Local cat test images:  2400
Local dog test images:  4990


### 导出深度特征
- 根据当前训练以及测试集导出VGG16,VGG19,ResNet50,Xception以及InceptionV3的深度特征
- VGG16,VGG19,ResNet50要求的图片的大小为（224， 224）
- Xception，Inception要求的图片大小为（299，299）
- 先对所有数据进行一个预处理的操作，把数据缩放到-1到1之间
- 其次我们加入一个平局池化操作，一方面是缩小我们导出的深度特征文件的大小，另一方是防止过拟合
- 最后使用Keras的ImageGenerator对数据进行增加处理

In [30]:
from keras.models import *
from keras.layers import *
from keras.applications import *
from keras.preprocessing.image import *

import time
import h5py
import math

train_data_path = 'data/train/'
test_data_path = 'data/test/'
local_test_data_path = 'data/local_test/'

def save_bottleneck_features(MODEL, image_size, module_name, preprocess):
    
    start_time = time.time()
    
    width = image_size[0]
    height = image_size[1]
    input_tensor = Input((height, width, 3))
    x = Lambda(preprocess)(input_tensor)
    
    base_model = MODEL(input_tensor=x, weights='imagenet', include_top=False)
    model = Model(base_model.input, GlobalAveragePooling2D()(base_model.output))

    gen = ImageDataGenerator()
    train_generator = gen.flow_from_directory(train_data_path, image_size, shuffle=False)
    test_generator = gen.flow_from_directory(test_data_path, image_size, shuffle=False, class_mode=None)
    local_test_generator = gen.flow_from_directory(local_test_data_path, image_size, shuffle=False, class_mode=None)

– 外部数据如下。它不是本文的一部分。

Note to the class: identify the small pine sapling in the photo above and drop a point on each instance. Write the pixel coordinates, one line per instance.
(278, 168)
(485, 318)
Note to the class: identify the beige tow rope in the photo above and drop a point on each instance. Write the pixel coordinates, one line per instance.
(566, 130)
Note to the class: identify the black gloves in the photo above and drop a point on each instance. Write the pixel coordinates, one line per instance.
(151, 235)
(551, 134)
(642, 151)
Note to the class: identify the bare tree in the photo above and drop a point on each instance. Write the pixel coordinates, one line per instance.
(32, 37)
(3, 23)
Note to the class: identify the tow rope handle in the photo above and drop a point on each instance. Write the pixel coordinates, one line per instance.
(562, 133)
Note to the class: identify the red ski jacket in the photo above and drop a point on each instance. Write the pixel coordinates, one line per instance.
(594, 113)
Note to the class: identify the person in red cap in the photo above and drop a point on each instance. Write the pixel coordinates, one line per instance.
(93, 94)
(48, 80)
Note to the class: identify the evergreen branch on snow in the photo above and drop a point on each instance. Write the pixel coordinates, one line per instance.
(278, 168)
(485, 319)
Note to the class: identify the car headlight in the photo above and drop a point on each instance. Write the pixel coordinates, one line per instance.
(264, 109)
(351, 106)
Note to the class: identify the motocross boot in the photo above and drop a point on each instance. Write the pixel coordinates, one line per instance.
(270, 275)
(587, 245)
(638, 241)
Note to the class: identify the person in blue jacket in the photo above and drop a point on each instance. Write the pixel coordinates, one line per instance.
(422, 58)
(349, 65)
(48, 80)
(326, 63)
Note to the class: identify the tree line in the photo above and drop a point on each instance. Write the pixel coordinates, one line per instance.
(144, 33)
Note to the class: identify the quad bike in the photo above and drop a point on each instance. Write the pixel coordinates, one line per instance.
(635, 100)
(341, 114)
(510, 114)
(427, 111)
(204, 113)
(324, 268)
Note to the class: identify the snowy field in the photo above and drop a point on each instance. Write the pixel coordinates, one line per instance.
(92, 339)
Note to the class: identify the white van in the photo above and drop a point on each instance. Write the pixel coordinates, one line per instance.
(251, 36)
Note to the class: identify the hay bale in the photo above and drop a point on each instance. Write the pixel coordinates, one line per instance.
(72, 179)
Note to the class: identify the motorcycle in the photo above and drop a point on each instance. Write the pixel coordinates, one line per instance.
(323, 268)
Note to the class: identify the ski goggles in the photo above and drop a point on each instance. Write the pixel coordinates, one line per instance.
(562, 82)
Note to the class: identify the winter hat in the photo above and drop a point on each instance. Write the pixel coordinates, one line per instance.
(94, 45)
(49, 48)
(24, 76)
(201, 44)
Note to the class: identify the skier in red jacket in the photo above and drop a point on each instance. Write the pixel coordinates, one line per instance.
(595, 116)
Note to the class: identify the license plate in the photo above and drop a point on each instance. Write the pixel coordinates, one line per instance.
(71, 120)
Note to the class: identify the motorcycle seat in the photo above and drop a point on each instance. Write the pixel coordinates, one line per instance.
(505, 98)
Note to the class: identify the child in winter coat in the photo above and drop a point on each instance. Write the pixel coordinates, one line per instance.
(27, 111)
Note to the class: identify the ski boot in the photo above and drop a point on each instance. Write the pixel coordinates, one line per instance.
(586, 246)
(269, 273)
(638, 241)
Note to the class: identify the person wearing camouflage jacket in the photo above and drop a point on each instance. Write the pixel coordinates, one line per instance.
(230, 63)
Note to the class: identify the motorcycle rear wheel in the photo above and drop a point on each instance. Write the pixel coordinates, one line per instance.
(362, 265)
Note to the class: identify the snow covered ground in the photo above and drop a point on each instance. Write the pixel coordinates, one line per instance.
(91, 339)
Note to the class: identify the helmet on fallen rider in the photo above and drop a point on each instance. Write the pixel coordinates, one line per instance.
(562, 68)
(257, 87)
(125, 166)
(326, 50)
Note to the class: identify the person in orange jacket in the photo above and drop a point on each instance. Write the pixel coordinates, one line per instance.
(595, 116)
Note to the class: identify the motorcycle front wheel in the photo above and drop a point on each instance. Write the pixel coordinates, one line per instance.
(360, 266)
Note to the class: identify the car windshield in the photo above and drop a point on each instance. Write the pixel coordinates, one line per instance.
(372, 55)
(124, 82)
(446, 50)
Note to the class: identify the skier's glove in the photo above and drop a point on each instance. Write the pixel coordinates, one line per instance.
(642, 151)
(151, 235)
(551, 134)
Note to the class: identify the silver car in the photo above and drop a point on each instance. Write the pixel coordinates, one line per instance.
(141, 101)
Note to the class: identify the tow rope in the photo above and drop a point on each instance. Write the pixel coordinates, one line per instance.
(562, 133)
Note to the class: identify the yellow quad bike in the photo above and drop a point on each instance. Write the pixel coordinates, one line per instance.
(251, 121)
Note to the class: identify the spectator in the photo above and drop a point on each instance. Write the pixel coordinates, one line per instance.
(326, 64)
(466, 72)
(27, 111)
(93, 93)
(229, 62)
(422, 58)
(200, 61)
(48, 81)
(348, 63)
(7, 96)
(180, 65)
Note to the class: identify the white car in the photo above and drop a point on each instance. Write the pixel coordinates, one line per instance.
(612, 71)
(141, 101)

    train = model.predict_generator(train_generator)
    test = model.predict_generator(test_generator)
    local_test = model.predict_generator(local_test_generator)
    
    with h5py.File("bottleneck_features/{}_bottleneck_features.h5".format(module_name)) as h:
        h.create_dataset("train", data=train)
        h.create_dataset("test", data=test)
        h.create_dataset("label", data=train_generator.classes)
        h.create_dataset("local_test", data=local_test)
        h.create_dataset("local_test_label", data=local_test_generator.classes)
        
    end_time = time.time()
    
    print("{} extrac features total consumed: {} seconds".format(module_name, end_time - start_time))

In [3]:
save_bottleneck_features(VGG16, (224, 224), 'VGG16', vgg16.preprocess_input)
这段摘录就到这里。